Bohnert, Amy S.B., et al., "Association Between Opioid Prescribing Patterns and Opioid Overdose-Related Deaths," Journal of the American Medical Association, April 6, 2011, Vol 305, No. 13, pp. 1319-1320.
http://jama.jamanetwork.com/ar...

42. Undertreatment of Pain Among Those With Chemical Dependency

"The undertreatment of pain is a significant concern in populations with chemical dependency. In painful disorders for which there is a broad consensus about the role of opioid therapy, specifically cancer and AIDS-related pain, studies have documented that this treatment commonly diverges from accepted guidelines. Undertreatment is far more challenging to assess when a broad consensus concerning optimal treatment approaches does not exist. It would be difficult, therefore, to determine the extent to which the pain and functional impairments experienced by patients in this study relate to inadequate pain management. However, given the number of barriers identified as potential reasons for inadequate pain management, it is appropriate to raise concerns about undertreatment and to investigate it further."

Rosenblum, Andrew, PhD, Herman Joseph, PhD, Chunki Fong, MS, Steven Kipnis, MD, Charles Cleland, PhD, Russell K. Portenoy, MD, "Prevalence and Characteristics of Chronic Pain Among Chemically Dependent Patients in Methadone Maintenance and Residential Treatment Facilities," Journal of the American Medical Association (Chicago, IL: American Medical Association, May 14, 2003), Vol. 289, No. 18, p. 2377.
http://jama.jamanetwork.com/ar...

43. Undertreatment of Pain Among the Elderly

"Factors affecting the severity of pain in the elderly include
"• complex manifestations of pain;
"• underreporting of pain;
"• concurrent problems and multiple diseases (comorbidities), which complicate diagnosis and treatment;
"• higher rates of medication side effects; and
"• higher rates of treatment complications (American Geriatrics Society, 2009).
"In general, these same factors also contribute to the documented undertreatment of pain in the elderly, along with the lack of an evidence base concerning the pharmacokinetic and pharmacodynamic changes that occur with aging (Barber and Gibson, 2009).

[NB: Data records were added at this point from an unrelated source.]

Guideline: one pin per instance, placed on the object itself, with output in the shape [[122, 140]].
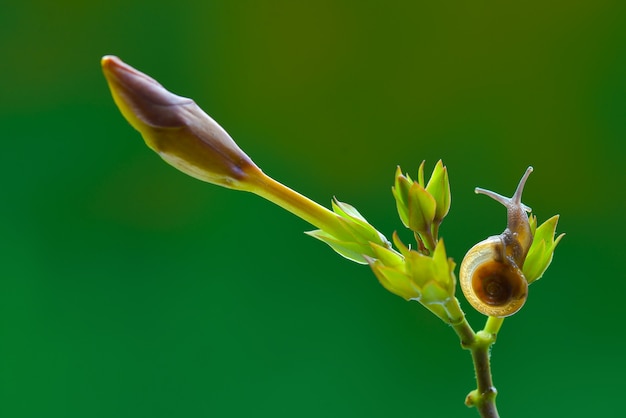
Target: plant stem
[[479, 344]]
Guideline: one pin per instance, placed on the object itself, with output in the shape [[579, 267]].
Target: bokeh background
[[128, 289]]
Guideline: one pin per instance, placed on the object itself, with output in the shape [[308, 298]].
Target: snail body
[[491, 273]]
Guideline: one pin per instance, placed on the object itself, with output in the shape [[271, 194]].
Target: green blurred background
[[131, 290]]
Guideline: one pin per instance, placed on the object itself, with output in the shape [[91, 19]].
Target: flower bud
[[177, 129], [542, 248]]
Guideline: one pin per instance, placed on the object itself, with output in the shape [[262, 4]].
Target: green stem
[[294, 202], [479, 344]]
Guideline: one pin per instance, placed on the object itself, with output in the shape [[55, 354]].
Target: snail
[[491, 272]]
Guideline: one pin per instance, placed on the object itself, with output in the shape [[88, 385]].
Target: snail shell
[[490, 275], [492, 284]]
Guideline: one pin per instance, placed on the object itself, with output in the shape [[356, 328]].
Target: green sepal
[[439, 188], [353, 239], [541, 250], [353, 251], [394, 280]]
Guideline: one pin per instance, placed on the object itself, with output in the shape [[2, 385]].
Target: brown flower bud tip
[[177, 129]]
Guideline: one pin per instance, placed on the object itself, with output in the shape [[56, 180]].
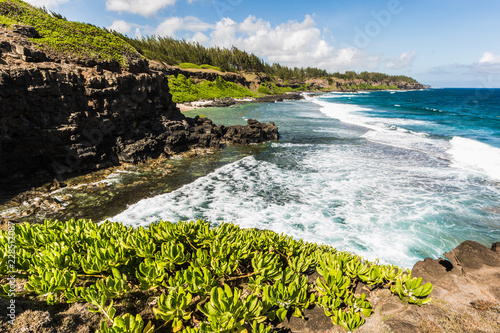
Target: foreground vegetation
[[206, 279], [81, 40]]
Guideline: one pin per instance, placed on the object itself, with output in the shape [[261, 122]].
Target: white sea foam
[[372, 199], [387, 131], [475, 156]]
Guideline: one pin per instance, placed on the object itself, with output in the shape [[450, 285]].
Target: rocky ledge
[[60, 115], [465, 299]]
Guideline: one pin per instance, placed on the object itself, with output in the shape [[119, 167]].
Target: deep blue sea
[[394, 175]]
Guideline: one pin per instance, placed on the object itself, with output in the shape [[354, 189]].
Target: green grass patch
[[70, 38], [184, 89]]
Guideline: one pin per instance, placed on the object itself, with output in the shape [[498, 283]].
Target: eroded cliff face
[[60, 115]]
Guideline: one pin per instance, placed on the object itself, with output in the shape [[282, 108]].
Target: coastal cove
[[361, 178], [324, 181], [163, 185]]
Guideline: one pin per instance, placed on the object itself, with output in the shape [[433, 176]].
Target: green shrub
[[196, 271], [71, 38], [184, 89]]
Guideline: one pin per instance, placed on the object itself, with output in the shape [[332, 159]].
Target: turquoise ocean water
[[393, 175]]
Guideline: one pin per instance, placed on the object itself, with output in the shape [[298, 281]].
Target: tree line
[[174, 51]]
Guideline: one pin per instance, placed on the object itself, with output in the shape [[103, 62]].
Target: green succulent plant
[[333, 284], [174, 307], [127, 324], [199, 271], [150, 274], [51, 282], [413, 289], [292, 297]]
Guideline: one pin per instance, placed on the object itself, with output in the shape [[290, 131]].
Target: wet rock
[[315, 321], [400, 326], [25, 30], [79, 115], [471, 273]]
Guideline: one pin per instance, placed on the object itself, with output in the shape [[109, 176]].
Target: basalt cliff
[[62, 115]]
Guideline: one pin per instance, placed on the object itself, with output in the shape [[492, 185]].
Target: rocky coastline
[[60, 115], [466, 298]]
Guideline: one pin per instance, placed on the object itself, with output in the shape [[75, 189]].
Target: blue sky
[[445, 43]]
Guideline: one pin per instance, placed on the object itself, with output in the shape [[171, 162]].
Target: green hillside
[[75, 39]]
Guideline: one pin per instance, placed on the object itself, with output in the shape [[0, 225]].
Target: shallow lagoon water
[[378, 180]]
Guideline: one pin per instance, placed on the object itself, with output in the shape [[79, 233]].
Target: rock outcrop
[[66, 115]]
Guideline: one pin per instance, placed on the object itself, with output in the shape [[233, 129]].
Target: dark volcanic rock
[[471, 274], [59, 117]]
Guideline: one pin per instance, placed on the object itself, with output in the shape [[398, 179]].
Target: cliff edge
[[61, 114]]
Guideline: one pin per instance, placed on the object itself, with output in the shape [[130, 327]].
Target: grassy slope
[[185, 90], [70, 38]]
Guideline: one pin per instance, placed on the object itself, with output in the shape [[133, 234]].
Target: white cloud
[[200, 37], [142, 7], [489, 58], [50, 4], [121, 26], [405, 60], [173, 24], [292, 43]]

Similar to the situation with children in the past, elderly people rarely are included in clinical trials of medications, so clinicians have inadequate information about appropriate dosages and potential interactions with medications being taken for other chronic diseases (Barber and Gibson, 2009).
"A study of more than 13,000 people with cancer aged 65 and older discharged from the hospital to nursing homes found that, among the 4,000 who were in daily pain, those aged 85 and older were more than 1.5 times as likely to receive no analgesia than those aged 65-74; only 13 percent of those aged 85 and older received opioid medications, compared with 38 percent of those aged 65-74 (Bernabei et al., 1998). (A similar excess risk of receiving no analgesia was found among African Americans, Hispanics, and Asians compared with whites.)"

Institute of Medicine, "Relieving Pain in America: A Blueprint for Transforming Prevention, Care, Education, and Research" (Washington, DC: National Academy of Sciences, 2011), pp. 79-80.
http://www.nap.edu/openbook.ph...

44. Barriers to Availability of Legal Opioid Analgesics in the US

"The most common reason cited as a barrier to opioid availability was low demand (93.1%). However, this did not vary by opioid analgesic sufficiency, pharmacy racial composition, pharmacy type, level of zip code urbanization, level of opioid analgesic supply, median age, household income, or proportion of residents ?65 years old. The fear that patients might use opioid analgesics for illicit purposes was the second most prevalent barrier identified (8.5%). Concern with illicit opioid analgesic use was more likely to be reported as a barrier by pharmacies with insufficient opioid analgesic supplies when compared with those with sufficient supplies (30.3% vs 4.3%; P ? .01). Again, this did not vary by pharmacy racial composition, pharmacy type, level of zip code urbanization, median age, household income, or proportion of residents ?65 years old. Too much paperwork (1%) and fear of robbery (1%) were rarely identified as potential reasons for opioid analgesic unavailability. Measures of association between covariates and barriers were not computed for the least common barriers (ie, too much paperwork, fear of robbery, and drug disposal regulations) because of empty cells. Other responses cited for failing to supply opioid analgesics (eg, pharmacy was located in a small community, pharmacy was near a major medical center, and community residents do not have adequate health insurance coverage) were of low frequency and were not analyzed further."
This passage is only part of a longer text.